The first indications that a child has difficulty adapting to school often appear in his body. Repeated psychosomatic symptoms, such as headaches, abdominal pains, insomnia or fatigue without medical cause, may indicate that the child is experiencing severe anxiety. These physical signs are a way in which the child speaks when he still does not have the words to express his emotion.
Then there are behavioral indications: refusal to go to school, frequent excuses to stay home, intense parenting or avoiding social activities. It is important to remember that these reactions can be normal at the beginning of the year.
However, to delineate this and age. For example:
A kindergarten child may take up to three months to adapt and have regressions after viruses, vacations, etc.
A first -grade child is expected in about two weeks to gradually find the tools to cope.

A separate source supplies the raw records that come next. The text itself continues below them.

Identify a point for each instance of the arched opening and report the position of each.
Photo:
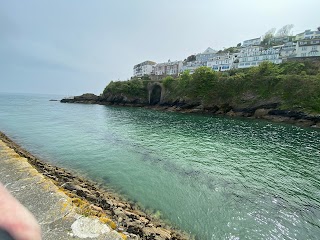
(155, 95)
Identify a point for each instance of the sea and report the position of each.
(214, 177)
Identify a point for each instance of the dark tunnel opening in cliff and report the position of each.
(155, 96)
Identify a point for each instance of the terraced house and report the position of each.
(254, 55)
(224, 62)
(144, 68)
(168, 68)
(308, 48)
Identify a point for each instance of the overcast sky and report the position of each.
(77, 46)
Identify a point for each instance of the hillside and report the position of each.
(286, 92)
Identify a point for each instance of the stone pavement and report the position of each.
(52, 208)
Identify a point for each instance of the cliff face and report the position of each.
(285, 93)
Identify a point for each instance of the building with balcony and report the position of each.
(307, 34)
(288, 50)
(206, 55)
(144, 68)
(253, 56)
(252, 42)
(168, 68)
(192, 66)
(308, 48)
(223, 61)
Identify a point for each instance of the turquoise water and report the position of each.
(215, 177)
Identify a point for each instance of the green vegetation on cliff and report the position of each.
(292, 85)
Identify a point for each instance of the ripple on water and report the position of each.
(219, 178)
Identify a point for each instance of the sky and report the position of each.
(77, 46)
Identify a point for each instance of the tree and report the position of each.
(286, 30)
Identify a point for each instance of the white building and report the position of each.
(307, 34)
(144, 68)
(252, 42)
(288, 50)
(168, 68)
(192, 66)
(253, 56)
(223, 62)
(206, 55)
(308, 48)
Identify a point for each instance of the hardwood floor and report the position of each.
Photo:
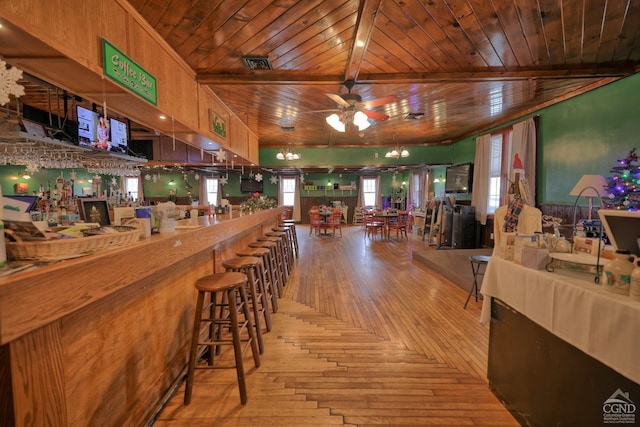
(363, 337)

A older children even faster due to past experience and cognitive development
How can parents cultivate a positive attitude for reading and lessons since the beginning of the year?

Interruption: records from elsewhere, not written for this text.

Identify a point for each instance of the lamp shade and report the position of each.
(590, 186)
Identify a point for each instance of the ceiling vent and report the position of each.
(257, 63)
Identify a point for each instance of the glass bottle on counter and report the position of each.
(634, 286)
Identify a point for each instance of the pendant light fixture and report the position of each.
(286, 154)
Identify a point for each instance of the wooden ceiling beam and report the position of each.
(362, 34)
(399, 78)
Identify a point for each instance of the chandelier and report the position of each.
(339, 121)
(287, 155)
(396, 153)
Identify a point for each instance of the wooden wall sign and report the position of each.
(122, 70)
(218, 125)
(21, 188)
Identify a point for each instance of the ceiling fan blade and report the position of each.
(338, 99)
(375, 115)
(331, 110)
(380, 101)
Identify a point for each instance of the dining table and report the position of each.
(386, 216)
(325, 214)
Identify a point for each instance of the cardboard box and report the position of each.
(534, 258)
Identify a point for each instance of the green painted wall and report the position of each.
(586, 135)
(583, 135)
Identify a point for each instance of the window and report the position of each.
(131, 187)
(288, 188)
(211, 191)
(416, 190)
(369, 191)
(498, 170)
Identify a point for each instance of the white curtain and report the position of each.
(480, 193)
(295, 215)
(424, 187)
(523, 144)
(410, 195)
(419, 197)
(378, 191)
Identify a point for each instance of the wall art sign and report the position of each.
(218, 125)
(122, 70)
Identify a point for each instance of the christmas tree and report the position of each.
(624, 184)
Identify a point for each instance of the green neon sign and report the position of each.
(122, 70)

From the beginning of the year, parents can cultivate a positive attitude for reading and lessons through their own attitude and relationship with the child. The first step is confidence in the teacher. The parent does not need to replace the teacher or become a “teacher” himself at home. His role is supportive: to be present, available, but not to do the child’s job instead of him.

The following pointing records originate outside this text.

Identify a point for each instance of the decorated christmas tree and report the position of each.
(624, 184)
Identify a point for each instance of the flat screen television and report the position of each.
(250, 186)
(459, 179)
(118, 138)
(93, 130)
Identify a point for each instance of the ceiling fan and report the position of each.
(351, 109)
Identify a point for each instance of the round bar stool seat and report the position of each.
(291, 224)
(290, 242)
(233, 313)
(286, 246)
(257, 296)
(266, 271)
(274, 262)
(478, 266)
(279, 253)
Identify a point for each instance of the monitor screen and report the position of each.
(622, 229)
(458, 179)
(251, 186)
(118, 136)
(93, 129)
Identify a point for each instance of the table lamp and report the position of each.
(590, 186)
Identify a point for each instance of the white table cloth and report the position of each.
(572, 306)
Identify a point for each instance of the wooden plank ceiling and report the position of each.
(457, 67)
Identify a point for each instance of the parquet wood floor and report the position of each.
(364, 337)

The study is a personal course of the child. Parents need to accept their mistakes, see them as signs of evolution rather than failure. The control of the notebooks and the tasks is not done to find mistakes, but to have a calm supervision of the child’s course. And if he sometimes forgets an exercise or his letters are not perfect, nothing happened. Learning is an evolutionary process, with unevenness and ups and downs.
It is equally important that the study is not converted into an exhaustive process. It is not useful for children to read endless hours, late at night or wake up earlier in the morning to catch up. Learning needs a relaxing mind and concentration. That is why it is useful to create a steady routine, depending on the age and class of the child, with a specific study time in the day. So the child learns to organize, have boundaries and keep a balance between study and play.
But the most important is the example. If the child sees that parents are reading, then reading becomes part of everyday life and not chore. It does not always have to be literature or scientific books. It can be a magazine, an article or even a children’s book. The message that passes the child is that reading is joy, lifestyle, discovery path.
And one last one, simple but beautiful: even in cooking, you can read a recipe together. Especially with younger children, give them the opportunity to read the materials or follow the steps. So reading becomes a game, life experience and common creation. Boast about this success.
What is the most important message you would like to give parents for the new school year?
The most important message is to continue to be parents. Parents do not need to become “teachers” at home, but to be the safe framework in which the child will return every day.
The most important is:
- To show confidence in the teacher.
- To accept the child’s mistakes as a natural part of learning.
- To support without pushing or excessively controlled.
- Create a stable study routine without exhausting hours.
- To make themselves a model of reading and curiosity for the world.
- Share simple reading moments (a book, a recipe, a magazine).
So the child will not feel that reading is a weight, but that it is a journey that is worth living with joy.
Happiness Barsami-Missing Educator, EKP-MSC Developmental Psychology
Source: Skai
I have worked as a journalist for over 10 years, and my work has been featured on many different news websites. I am also an author, and my work has been published in several books. I specialize in opinion writing, and I often write about current events and controversial topics. I am a very well-rounded writer, and I have a lot of experience in different areas of journalism. I am a very hard worker, and I am always willing to put in the extra effort to get the job done.